Webs of type P (Q6650484)

The authors introduce certain diagrammatic supercategories via generators and relations. These supercategories provide a combinatorial model of certain monoidal supercategories of representations for the type P Lie superalgebra \(\mathfrak{p}(n)\). The prefix ``super'' means there is a \(\mathbb{Z}_2\)-grading and definitions include signs according to the grading. For example, a supercategory is a category enriched in the category of \(\mathbb{Z}_2\)-graded vector spaces, while a monoidal supercategory is additionally equipped with a monoidal structure satisfying a graded analogue of the interchange law.

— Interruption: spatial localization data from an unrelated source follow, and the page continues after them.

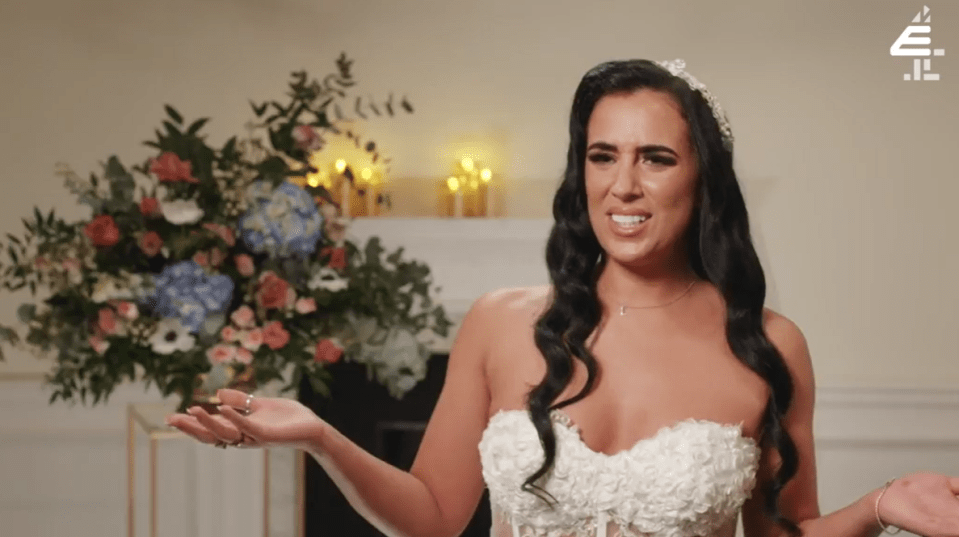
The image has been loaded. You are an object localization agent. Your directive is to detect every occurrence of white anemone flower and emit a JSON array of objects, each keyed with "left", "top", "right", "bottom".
[
  {"left": 149, "top": 318, "right": 196, "bottom": 355},
  {"left": 307, "top": 267, "right": 349, "bottom": 292},
  {"left": 161, "top": 199, "right": 204, "bottom": 225}
]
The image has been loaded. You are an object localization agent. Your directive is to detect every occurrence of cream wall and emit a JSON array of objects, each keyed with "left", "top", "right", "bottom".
[{"left": 1, "top": 0, "right": 957, "bottom": 389}]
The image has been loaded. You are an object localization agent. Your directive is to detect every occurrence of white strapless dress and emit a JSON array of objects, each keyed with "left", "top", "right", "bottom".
[{"left": 478, "top": 409, "right": 761, "bottom": 537}]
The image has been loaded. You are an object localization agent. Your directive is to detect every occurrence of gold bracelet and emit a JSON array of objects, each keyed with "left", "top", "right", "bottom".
[{"left": 874, "top": 478, "right": 903, "bottom": 535}]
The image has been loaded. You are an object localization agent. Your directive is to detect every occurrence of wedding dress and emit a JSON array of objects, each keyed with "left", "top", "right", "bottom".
[{"left": 478, "top": 408, "right": 761, "bottom": 537}]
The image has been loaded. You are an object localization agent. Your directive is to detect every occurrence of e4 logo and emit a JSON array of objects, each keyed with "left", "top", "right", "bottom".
[{"left": 890, "top": 5, "right": 946, "bottom": 80}]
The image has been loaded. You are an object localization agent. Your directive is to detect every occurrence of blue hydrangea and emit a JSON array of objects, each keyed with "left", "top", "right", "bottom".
[
  {"left": 239, "top": 181, "right": 323, "bottom": 258},
  {"left": 144, "top": 260, "right": 234, "bottom": 333}
]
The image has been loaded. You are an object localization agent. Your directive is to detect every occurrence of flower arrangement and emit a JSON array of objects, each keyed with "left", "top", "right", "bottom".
[{"left": 0, "top": 54, "right": 452, "bottom": 411}]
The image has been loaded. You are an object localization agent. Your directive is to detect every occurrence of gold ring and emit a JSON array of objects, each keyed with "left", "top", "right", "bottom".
[
  {"left": 229, "top": 432, "right": 249, "bottom": 447},
  {"left": 243, "top": 393, "right": 255, "bottom": 415}
]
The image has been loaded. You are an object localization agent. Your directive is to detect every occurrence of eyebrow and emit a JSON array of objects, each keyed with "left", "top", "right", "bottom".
[{"left": 586, "top": 141, "right": 678, "bottom": 157}]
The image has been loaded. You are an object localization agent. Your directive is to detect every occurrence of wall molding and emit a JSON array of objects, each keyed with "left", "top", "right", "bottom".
[{"left": 3, "top": 379, "right": 958, "bottom": 536}]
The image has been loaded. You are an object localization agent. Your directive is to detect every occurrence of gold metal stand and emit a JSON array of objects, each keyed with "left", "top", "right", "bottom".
[{"left": 126, "top": 402, "right": 300, "bottom": 537}]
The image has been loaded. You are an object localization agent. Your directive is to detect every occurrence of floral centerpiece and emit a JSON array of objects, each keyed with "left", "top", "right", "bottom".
[{"left": 0, "top": 54, "right": 452, "bottom": 411}]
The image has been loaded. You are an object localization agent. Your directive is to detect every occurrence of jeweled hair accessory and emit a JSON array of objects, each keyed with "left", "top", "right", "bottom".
[{"left": 654, "top": 59, "right": 734, "bottom": 151}]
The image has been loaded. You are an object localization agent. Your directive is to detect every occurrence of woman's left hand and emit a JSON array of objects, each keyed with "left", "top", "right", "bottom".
[{"left": 876, "top": 472, "right": 959, "bottom": 537}]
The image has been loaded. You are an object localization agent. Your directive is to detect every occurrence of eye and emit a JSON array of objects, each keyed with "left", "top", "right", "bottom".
[
  {"left": 587, "top": 152, "right": 614, "bottom": 164},
  {"left": 642, "top": 154, "right": 674, "bottom": 166}
]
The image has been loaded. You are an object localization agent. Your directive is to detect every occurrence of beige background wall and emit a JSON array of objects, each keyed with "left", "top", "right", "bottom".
[{"left": 1, "top": 0, "right": 957, "bottom": 389}]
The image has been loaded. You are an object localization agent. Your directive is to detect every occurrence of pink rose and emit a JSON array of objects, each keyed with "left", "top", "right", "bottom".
[
  {"left": 139, "top": 231, "right": 163, "bottom": 257},
  {"left": 209, "top": 248, "right": 226, "bottom": 267},
  {"left": 97, "top": 308, "right": 118, "bottom": 335},
  {"left": 206, "top": 344, "right": 237, "bottom": 365},
  {"left": 234, "top": 254, "right": 255, "bottom": 277},
  {"left": 295, "top": 297, "right": 317, "bottom": 314},
  {"left": 220, "top": 325, "right": 238, "bottom": 342},
  {"left": 320, "top": 246, "right": 347, "bottom": 270},
  {"left": 255, "top": 271, "right": 289, "bottom": 310},
  {"left": 292, "top": 125, "right": 320, "bottom": 151},
  {"left": 84, "top": 215, "right": 120, "bottom": 247},
  {"left": 203, "top": 223, "right": 236, "bottom": 247},
  {"left": 240, "top": 328, "right": 264, "bottom": 351},
  {"left": 149, "top": 152, "right": 199, "bottom": 183},
  {"left": 230, "top": 305, "right": 255, "bottom": 329},
  {"left": 262, "top": 321, "right": 290, "bottom": 350},
  {"left": 140, "top": 197, "right": 160, "bottom": 217},
  {"left": 314, "top": 339, "right": 343, "bottom": 364},
  {"left": 235, "top": 347, "right": 253, "bottom": 364},
  {"left": 89, "top": 335, "right": 110, "bottom": 355},
  {"left": 116, "top": 301, "right": 138, "bottom": 321},
  {"left": 192, "top": 250, "right": 209, "bottom": 267}
]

The type P Lie superalgebra is one of the so-called strange families which appears in Kac's classification of the simple complex Lie superalgebras. It has no direct analogue in the classical world. One reason for this is that many classical techniques used to study Lie algebras cannot be directly adapted to the study of \(\mathfrak{p}(n)\).\N\NThe authors introduce type P web supercategories. They are defined as diagrammatic monoidal \(k\)-linear supercategories via generators and relations. They study the structure of these categories and provide diagrammatic bases for their morphism spaces. They also prove that these supercategories provide combinatorial models for the monoidal supercategory generated by the symmetric powers of the natural module and their duals for the Lie superalgebra of type P.